Is the cake flour in this recipe the kind that already has the salt and baking powder in it? I’m confused because then it calls for 4 1/2 teaspooons of baking powder. If it’s just a different type of plain flour, can I use plain flour?

Sara September 16, 2011 at 9:07 am

I’m really glad you asked, because it is definitely NOT flour with added salt/baking powder (that’s called self-rising flour). If you don’t have access to cake flour, you can use all-purpose flour, or simply make your own cake flour for this recipe.

Instead of 3 cups of cake flour, use 2 1/2 cups plus 2 tablespoons all purpose flour, and 6 tablespoons corn starch. Sift the flour and corn starch once or twice, then follow the recipe as printed.

For future reference, I have a short post of instructions on how to make your own cake flour from all purpose flour and corn starch:

Thuc Doan November 19, 2011 at 10:14 pm

um may I ask? why do you put so much baking powder? i dont know why but when I bake cupcakes, sometime I think I can almost taste the aftertaste of the baking powder…so yeah is it necessary to put so much baking powder?

Sara November 21, 2011 at 10:28 am

How interesting. I’ve made this recipe several times and never detected an aftertaste from baking powder.

What I can say is that the cake is very light and fluffy, as well as very moist.

mus February 22, 2012 at 8:04 pm

Hi there! I wanted to colour the butter cream and was wondering if this recipe takes colour well?

Shalena March 11, 2012 at 6:51 am

I was looking for a Vanilla Bean Cake recipe and came across your cupcake recipe.
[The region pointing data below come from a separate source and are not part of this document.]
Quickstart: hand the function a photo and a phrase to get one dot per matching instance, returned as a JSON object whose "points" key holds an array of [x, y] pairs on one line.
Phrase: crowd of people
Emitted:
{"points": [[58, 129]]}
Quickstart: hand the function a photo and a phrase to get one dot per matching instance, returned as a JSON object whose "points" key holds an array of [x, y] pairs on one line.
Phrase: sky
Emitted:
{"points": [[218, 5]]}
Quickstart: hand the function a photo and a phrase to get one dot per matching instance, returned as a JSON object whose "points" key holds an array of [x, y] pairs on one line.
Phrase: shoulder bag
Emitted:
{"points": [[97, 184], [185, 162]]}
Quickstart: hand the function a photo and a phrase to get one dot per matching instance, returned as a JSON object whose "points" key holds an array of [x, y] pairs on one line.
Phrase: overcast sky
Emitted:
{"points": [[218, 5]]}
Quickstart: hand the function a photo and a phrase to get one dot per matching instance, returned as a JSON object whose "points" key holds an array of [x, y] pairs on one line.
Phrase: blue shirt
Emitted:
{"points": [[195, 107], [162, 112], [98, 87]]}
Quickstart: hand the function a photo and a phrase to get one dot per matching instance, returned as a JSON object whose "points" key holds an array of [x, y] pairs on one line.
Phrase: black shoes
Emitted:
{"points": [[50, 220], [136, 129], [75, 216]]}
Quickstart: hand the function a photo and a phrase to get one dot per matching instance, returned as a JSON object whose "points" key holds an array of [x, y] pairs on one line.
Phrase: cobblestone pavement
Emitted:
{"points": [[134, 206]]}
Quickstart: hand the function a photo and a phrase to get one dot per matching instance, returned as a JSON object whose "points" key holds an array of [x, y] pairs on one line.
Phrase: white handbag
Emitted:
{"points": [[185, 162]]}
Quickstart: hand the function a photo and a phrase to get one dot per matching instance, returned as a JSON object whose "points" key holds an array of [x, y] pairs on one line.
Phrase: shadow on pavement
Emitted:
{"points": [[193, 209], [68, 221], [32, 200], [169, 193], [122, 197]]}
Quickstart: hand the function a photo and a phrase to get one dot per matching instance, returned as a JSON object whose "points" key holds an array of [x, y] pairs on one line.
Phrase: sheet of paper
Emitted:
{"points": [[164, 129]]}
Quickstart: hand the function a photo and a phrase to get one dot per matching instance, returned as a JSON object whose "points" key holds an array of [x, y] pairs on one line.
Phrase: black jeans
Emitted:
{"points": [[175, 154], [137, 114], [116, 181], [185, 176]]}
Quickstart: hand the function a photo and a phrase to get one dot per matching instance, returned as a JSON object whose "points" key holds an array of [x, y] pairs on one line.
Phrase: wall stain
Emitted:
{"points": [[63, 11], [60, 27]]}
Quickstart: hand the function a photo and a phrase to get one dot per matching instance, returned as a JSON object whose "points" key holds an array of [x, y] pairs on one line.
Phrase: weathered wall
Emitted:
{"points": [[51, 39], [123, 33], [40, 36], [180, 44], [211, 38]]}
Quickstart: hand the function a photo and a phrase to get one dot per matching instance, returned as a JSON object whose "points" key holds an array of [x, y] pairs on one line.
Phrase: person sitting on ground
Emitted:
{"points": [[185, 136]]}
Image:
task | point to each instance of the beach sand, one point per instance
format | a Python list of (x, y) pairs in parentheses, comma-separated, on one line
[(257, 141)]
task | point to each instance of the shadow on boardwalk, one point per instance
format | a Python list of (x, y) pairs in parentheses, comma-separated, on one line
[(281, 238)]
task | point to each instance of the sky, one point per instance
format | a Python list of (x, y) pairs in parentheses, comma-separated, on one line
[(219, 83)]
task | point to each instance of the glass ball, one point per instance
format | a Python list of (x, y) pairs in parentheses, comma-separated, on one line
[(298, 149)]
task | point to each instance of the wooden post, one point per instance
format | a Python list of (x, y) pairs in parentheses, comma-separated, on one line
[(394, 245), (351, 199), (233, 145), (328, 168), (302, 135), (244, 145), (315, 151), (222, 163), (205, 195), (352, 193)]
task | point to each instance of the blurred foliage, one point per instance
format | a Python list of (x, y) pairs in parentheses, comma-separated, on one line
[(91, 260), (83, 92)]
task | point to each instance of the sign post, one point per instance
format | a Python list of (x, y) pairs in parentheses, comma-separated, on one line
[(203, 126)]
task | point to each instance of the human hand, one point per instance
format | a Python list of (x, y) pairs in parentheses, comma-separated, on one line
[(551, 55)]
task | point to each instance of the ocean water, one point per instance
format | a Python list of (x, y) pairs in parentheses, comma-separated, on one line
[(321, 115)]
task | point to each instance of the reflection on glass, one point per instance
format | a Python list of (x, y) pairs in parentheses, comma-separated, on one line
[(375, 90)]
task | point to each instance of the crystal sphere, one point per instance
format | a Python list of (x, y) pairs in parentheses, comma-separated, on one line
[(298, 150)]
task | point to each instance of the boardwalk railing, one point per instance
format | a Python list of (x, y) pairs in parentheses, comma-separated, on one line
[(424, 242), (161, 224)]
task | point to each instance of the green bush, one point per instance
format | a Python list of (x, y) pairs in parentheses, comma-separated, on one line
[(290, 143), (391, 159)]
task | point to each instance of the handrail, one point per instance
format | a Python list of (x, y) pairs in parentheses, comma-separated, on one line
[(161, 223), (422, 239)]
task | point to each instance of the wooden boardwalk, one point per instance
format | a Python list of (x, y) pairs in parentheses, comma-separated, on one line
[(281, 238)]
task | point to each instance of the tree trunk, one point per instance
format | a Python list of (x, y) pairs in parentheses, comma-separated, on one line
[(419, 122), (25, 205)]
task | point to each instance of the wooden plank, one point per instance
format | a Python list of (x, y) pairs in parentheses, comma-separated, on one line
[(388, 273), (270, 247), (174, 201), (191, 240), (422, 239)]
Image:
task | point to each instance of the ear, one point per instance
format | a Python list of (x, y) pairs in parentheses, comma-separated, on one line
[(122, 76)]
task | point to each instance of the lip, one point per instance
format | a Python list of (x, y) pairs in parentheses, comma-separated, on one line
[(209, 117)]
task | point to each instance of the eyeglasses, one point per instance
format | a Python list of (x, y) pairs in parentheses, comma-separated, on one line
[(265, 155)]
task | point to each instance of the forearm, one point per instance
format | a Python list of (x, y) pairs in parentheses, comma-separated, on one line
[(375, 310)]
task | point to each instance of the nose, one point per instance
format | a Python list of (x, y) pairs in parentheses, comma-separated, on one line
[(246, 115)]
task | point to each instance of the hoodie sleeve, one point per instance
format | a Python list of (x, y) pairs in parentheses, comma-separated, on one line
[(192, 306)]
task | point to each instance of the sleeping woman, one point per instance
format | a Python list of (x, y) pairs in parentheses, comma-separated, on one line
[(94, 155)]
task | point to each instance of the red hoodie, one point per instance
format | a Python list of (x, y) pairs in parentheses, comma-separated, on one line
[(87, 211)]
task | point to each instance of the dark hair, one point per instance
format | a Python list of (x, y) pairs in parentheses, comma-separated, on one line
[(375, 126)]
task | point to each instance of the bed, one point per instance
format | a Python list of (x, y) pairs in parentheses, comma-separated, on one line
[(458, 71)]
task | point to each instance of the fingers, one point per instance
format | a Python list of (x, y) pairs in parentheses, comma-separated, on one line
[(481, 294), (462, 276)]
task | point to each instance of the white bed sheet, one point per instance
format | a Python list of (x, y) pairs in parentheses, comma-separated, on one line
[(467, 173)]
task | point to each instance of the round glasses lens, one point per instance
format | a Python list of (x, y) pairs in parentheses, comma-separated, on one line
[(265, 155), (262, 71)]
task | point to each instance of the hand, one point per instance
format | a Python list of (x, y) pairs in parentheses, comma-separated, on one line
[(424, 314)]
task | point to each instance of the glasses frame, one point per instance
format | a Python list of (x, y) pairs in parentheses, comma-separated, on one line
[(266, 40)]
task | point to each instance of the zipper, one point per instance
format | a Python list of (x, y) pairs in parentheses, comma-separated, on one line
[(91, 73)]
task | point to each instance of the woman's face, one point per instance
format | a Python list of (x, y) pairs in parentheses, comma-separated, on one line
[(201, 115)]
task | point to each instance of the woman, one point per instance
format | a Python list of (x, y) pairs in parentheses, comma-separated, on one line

I wanted to know if you could use this recipe for a cake instead?

Jennifer Ledesma March 21, 2012 at 4:20 pm

will this frosting set up firm? I am looking to have one to put between a tall stack of cakes and want the frosting to be able to take the weight.

Kelley March 21, 2012 at 9:39 pm

I made the vanilla bean cupcakes but they ” deflated” towards the end of baking them! As they cooled, the cupcake continued to ” sink” and pull away from the cupcake paper. Ani ideas what I did wrong? I followed recipe exactly.

Sandy April 22, 2012 at 7:52 pm

Kelley, it could have been a number of things that made your cupcakes fall. It could be caused from setting the pan down too hard on the counter, slamming the oven door during baking, or any loud noise/jarring movement during baking. Some cakes are very temperamental and susceptible to motion of any kind.

Jessica July 11, 2012 at 10:48 pm

i wanted to know if this cake recipe would work well as stacked and if the buttercream frosting can be covered with fondant. i’m excited to give this a try. thanks for the post.

Tee July 20, 2014 at 6:56 pm

I’ve made your recipe twice and for some reason the center keeps dropping. I thought it was my baking powder (it wasn’t fresh) but they still dropped. Not sure what I am doing wrong, any advice?